Tal día como hoy, oscuro, medio lluvioso, parecidos estos veintiuno de noviembre.
Hoy me faltó ese pinchazo de mediodía, y menos mal... Hubiera estado más atenta que de costumbre a las señales que hábilmente me manda mi estómago, o el alma, si es que existe.
Dieciocho días de preocupación y para algunos de noches sin dormir y de días de duro trabajo fuera y dentro de la mente. De construir esperanza con cada suspiro. De crecerse y hacerse fuerte.
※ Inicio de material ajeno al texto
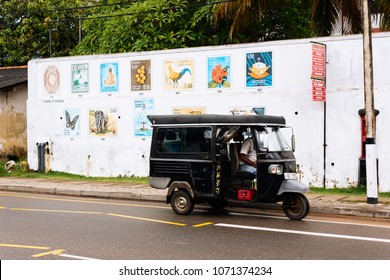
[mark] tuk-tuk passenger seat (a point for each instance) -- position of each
(235, 163)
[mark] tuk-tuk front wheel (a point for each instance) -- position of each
(296, 206)
(182, 203)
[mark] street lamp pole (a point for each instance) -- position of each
(371, 157)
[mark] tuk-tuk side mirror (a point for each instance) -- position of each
(293, 142)
(263, 141)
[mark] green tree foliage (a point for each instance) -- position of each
(346, 15)
(147, 25)
(26, 25)
(260, 20)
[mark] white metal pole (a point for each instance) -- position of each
(371, 156)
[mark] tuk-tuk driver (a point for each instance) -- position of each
(248, 156)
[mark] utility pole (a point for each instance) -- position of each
(371, 157)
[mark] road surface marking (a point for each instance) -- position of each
(55, 211)
(306, 233)
(55, 252)
(146, 219)
(24, 246)
(85, 201)
(308, 220)
(203, 224)
(76, 257)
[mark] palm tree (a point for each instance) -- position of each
(261, 20)
(327, 15)
(242, 13)
(330, 15)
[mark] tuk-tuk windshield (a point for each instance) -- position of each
(271, 139)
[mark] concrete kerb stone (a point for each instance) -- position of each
(319, 204)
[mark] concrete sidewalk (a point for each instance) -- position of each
(328, 204)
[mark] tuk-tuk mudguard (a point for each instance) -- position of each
(177, 185)
(292, 186)
(159, 182)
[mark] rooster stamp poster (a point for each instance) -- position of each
(140, 75)
(142, 125)
(109, 77)
(80, 81)
(71, 120)
(178, 74)
(103, 122)
(259, 69)
(218, 72)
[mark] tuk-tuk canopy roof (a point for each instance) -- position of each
(216, 119)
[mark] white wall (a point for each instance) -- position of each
(289, 95)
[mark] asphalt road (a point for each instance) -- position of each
(59, 227)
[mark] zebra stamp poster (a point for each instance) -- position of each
(103, 122)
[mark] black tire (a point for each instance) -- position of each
(182, 203)
(218, 204)
(296, 206)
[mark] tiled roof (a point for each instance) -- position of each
(11, 76)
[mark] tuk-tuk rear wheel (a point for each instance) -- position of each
(296, 206)
(182, 203)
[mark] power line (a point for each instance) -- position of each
(105, 16)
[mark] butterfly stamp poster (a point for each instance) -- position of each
(71, 122)
(142, 125)
(103, 122)
(179, 74)
(80, 81)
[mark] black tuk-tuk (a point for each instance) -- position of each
(197, 157)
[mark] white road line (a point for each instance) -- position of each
(362, 238)
(307, 220)
(76, 257)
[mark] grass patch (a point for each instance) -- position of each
(355, 191)
(22, 172)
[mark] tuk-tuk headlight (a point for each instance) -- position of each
(290, 176)
(275, 169)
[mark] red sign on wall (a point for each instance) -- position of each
(319, 90)
(318, 72)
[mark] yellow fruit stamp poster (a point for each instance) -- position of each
(103, 122)
(141, 75)
(188, 110)
(218, 72)
(109, 77)
(179, 74)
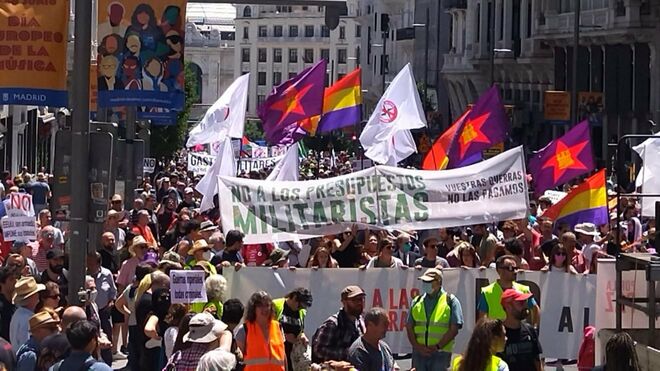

Una breve despedida en un papel blanco de rayas, es la única que recuerdo, todo lo demás una parafernalia de flores y pañuelos. Qué horror, cuánta gente y cuántas palabras fueron innecesarias. Esos kilómetros hasta llegar y ese silencio macabro… Eso a lo que el resto llama adiós.
Hace ya seis fue un día de lágrimas y un poquito de soledad. De dolor. De no querer crecer.
Seis después es un día parecido y muy distinto. Y aunque sé que las lágrimas ya no lo son y los recuerdos alegres pesan, hay alguien que se está acordando de ese veintiuno y de los dieciocho de antes. Alguien por el que te daré las gracias el resto de mi vida, lo más grande que tengo. Ella, tuya y mía. Cuídamela abuelo.